Much of the precipitation comes off the Atlantic Ocean, buffeting the coastal regions with rain and strong winds. The hot and dry summer months witness temperatures as high as 40°. The Atlas area is temperate in climate, and is where most snowfall occurs in winter. The southern and Anti-Atlas regions are predominantly deserts.
NATURAL RESOURCES: Morocco has vast deposits of mineable resources. It has significant phosphate reserves, along with iron, ore, manganese, zinc, lead, salt, cobalt and silver. It is the world’s leading exporter of phosphate, which is needed for the production of fertilisers. Morocco also has significant agriculture, fishing, forestry and aquaculture sectors.
Overexploitation in these sectors has become a major issue that needs to be addressed (particularly in the fishing industry). Desertification in regions bordering the Sahara is also a concern. To counteract these concerns, the concept of sustainable development is gaining ground and receiving additional support.
FLAG: The Moroccan flag is solid red and emblazoned with a green star, a five-pointed variant of Solomon’s seal. The red flag was introduced by the Alaouite dynasty at the beginning of the 17th century and the seal was added in 1912 to distinguish the Moroccan red flag from others in use at the time. The green of the seal is a colour closely associated with Islam.
POLITICAL SYSTEM: Morocco is a constitutional monarchy governed by a parliamentary system. In recent years the government has advanced a process of political liberalisation. There has been significant moves towards decentralisation. The King continues to have important constitutional powers and actively controls both foreign and national affairs. He is the supreme religious authority and also supervises judges and the justice ministry, as well as the military.
The bicameral parliament is divided into a lower House of Representatives, comprising 325 seats, and an upper house, the Chamber of Counsellors, with 270 seats.
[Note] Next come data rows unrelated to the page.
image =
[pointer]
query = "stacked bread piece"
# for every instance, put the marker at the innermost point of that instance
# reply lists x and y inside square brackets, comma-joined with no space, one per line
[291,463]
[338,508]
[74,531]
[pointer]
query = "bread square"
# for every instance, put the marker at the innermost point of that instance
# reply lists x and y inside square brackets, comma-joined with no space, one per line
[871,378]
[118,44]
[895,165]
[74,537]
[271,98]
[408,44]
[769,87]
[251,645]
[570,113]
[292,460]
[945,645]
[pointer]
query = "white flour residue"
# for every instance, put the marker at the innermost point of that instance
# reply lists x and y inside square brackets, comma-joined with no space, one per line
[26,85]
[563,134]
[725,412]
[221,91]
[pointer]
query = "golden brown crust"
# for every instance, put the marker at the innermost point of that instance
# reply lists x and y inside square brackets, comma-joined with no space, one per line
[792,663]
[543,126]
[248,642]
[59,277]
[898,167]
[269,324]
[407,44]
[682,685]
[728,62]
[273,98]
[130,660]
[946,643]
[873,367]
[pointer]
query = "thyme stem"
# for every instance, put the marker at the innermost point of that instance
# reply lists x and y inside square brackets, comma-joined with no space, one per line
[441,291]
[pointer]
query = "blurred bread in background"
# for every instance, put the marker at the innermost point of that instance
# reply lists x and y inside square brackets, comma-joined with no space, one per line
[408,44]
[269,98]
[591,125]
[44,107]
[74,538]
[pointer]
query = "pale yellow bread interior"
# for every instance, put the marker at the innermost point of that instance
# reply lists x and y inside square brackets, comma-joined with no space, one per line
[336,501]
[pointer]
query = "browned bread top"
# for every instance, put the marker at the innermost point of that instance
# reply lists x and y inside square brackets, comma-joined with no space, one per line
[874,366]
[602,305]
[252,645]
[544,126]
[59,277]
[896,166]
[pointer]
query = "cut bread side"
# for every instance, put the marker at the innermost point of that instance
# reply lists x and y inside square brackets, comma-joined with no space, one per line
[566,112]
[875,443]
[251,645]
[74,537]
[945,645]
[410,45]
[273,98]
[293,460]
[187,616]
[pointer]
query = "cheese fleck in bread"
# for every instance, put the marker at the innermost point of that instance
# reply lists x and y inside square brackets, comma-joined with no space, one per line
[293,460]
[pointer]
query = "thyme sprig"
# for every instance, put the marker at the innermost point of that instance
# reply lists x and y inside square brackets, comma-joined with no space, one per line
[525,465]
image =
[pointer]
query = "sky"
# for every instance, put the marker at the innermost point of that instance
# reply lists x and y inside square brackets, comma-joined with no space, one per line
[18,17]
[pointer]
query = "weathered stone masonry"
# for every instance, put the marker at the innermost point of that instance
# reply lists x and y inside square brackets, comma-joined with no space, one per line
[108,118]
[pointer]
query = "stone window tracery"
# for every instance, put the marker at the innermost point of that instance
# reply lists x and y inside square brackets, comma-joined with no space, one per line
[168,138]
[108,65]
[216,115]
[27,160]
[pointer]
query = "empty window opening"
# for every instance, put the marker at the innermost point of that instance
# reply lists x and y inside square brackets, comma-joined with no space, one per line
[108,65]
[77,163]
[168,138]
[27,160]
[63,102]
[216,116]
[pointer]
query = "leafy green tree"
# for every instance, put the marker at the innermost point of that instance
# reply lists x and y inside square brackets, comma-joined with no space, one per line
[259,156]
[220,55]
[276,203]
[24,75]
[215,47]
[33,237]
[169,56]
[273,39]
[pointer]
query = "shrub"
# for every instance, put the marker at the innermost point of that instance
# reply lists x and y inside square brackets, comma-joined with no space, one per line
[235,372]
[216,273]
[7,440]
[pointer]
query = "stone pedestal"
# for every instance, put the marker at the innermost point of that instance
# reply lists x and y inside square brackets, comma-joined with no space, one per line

Members of each house are elected for five-year terms and all Moroccans over the age of 18 have voting rights. Members of the upper house are elected indirectly by local councils, professional organisations and trade unions and serve for nine-year, non-consecutive terms. One-third of the counsellors take their seats and rotate every three years.
The most important leftist political parties are the Socialist Union of People’s Forces, the Popular Movement, and the Party of Progress and Socialism. The main rightist parties include the Istiqlal Party, the Justice and Development Party, the National Rally of Independents and the Constitutional Union.
In November 2011 Moroccans went to the polls in the country’s first parliamentary elections since adopting a new constitution. Both parliament and the prime minister have more power under the new constitution. The Justice and Development Party managed to take first place in the November 2011 election, winning 107 out of 395 total available seats.